Para discernir si un matrimonio está viviendo prudentemente la unidad que su realidad exige cabría preguntarse: ¿conozco bien a mi cónyuge? ¿Sé lo que le gusta y lo que le molesta? ¿Qué gustos o aficiones compartimos? ¿Estoy dispuesto a renunciar a algunos de mis gustos individuales por mi cónyuge? ¿Veo el mundo desde sus ojos y lo comprendo? ¿Estoy de su lado? ¿Busco lo mejor para los dos? ¿Cuido a mi cónyuge? ¿Me importa lo que siente, piensa y hace? ¿Respeto su libertad y confío en mi cónyuge?

La indisolubilidad y la prudencia en el matrimonio

En segundo lugar, en cuanto a la indisolubilidad, la definiríamos como la forma de la unidad y la fidelidad en el tiempo. En efecto, sin creer en una unidad indisoluble no hay forma de mantener el amor conyugal, ni tampoco se le hace justicia a la dignidad de la persona.

Cuando me planteo la prudencia en el marco de la indisolubilidad matrimonial puedo formularme algunas preguntas: ¿estoy dispuesto a cumplir mis promesas matrimoniales? ¿Medito sobre ellas con frecuencia? ¿Cuido la exclusividad de mi entrega? ¿Soy consciente de las cosas que pueden obstaculizar o imposibilitar la indisolubilidad de mi matrimonio?

La fecundidad y la prudencia en el matrimonio

Otro principio es la fecundidad. Sobre la apertura a la vida que debe tener la vida sexual activa de la pareja hay mucho ya escrito y con bastante claridad: no hay ni unidad, ni indisolubilidad, ni fidelidad verdaderas, si la vida sexual de la pareja se cierra a la vida.

Importantísimo es entender que la vida sexual es un aspecto esencial de la fecundidad del matrimonio; pero ni es el único, ni es el fundamento.

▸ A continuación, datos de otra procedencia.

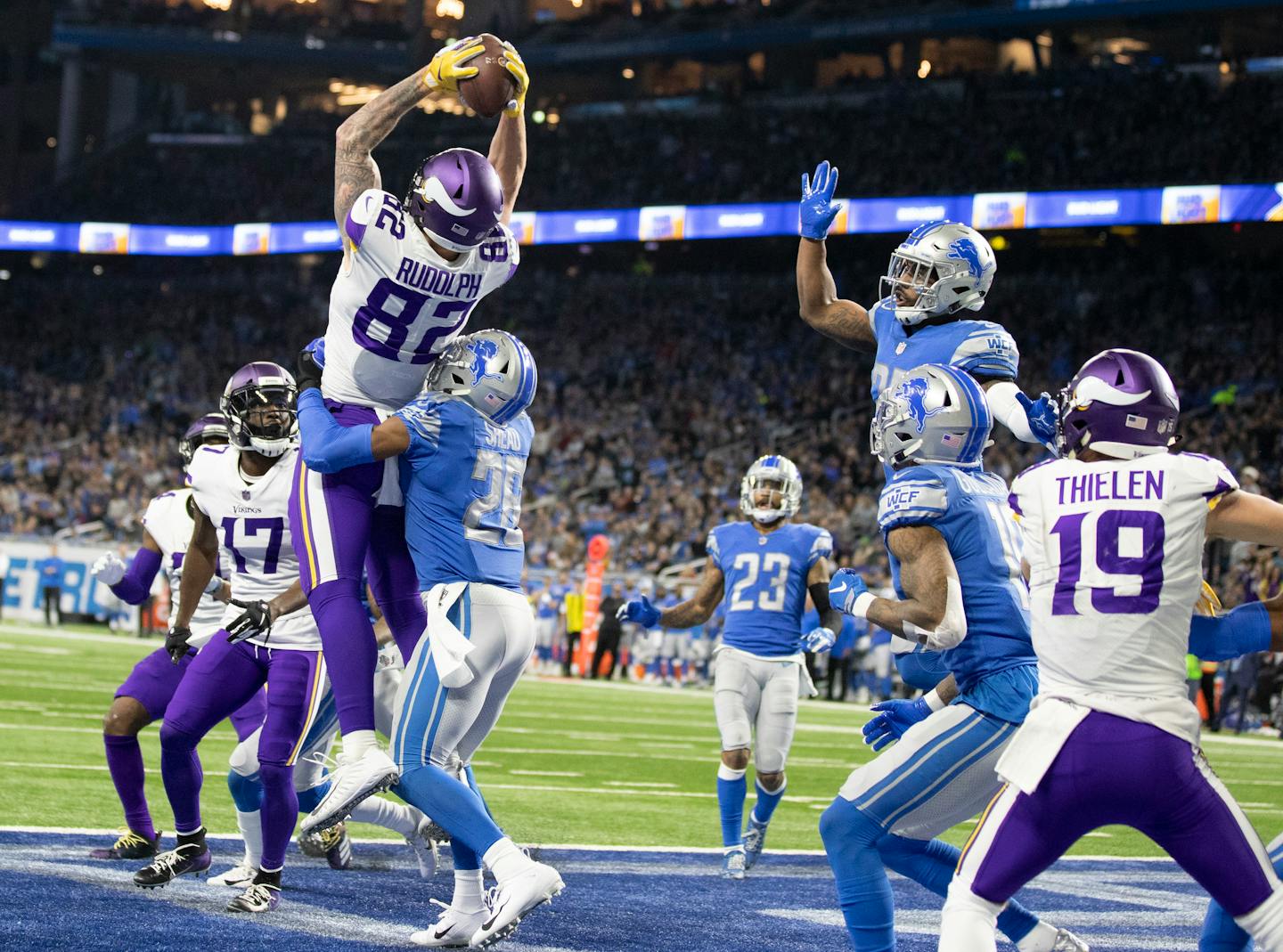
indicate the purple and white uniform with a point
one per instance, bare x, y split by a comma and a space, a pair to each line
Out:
1115, 556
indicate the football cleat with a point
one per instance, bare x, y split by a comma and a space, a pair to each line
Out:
734, 864
258, 897
238, 876
755, 838
353, 780
187, 858
512, 901
1067, 942
425, 849
454, 929
130, 846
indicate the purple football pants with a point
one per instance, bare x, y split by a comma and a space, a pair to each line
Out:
218, 681
338, 530
1113, 770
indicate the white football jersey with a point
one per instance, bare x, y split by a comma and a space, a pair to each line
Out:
1115, 556
396, 303
169, 524
251, 518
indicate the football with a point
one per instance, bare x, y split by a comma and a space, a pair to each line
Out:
490, 90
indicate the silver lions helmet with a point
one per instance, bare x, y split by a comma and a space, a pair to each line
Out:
942, 267
778, 475
490, 370
935, 415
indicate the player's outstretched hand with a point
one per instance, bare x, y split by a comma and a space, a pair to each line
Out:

La fecundidad es antes que nada el florecimiento de las personas que se hacen cónyuges. El matrimonio es necesariamente fecundo y no sólo en la procreación de los hijos, a veces no se tienen, sino en la bondad, la compasión, la ayuda mutua y a los demás.

La fecundidad es un rasgo característico de todo amor, pues todos los amores, conyugal, paterno, filial, de amistad, etc., están llamados a dar frutos: entrega, generosidad, comprensión, tiempo, detalles.

Pero el fruto de la transmisión de la vida es lo específico y exclusivo del amor conyugal en el ámbito de la fecundidad, su seña de identidad frente a los demás amores, con los que comparte el resto de frutos.

Sin todo lo que implica hacer de la propia vida algo fecundo y noble, la procreación de los hijos no expresa fecundidad verdadera, sino compulsión y no rara vez, podríamos decir, abandono y tristeza. 

Preguntas de discernimiento sobre la fecundidad vivida prudentemente: ¿estoy dispuesto a dar la vida por mi familia? ¿Sé que esa entrega implica, más que un acto heroico, hacerlo día a día? ¿Cuido mi vida sexual como expresión de amor, ternura y respeto hacia mi cónyuge?

La fecundidad no es cuestión de número de hijos, eso lo ha de decidir cada matrimonio según sus circunstancias, sino una actitud, y un principio rector.

Como colofón, recordar el señalado protagonismo de la prudencia en la vida virtuosa de quien así se la plantea, pues es “auriga virtutum”, o guía de virtudes, según subrayaba santo Tomás de Aquino. Y también en el ámbito matrimonial la prudencia se nos antoja como la guía o conductora del resto de virtudes que garantizan un matrimonio logrado.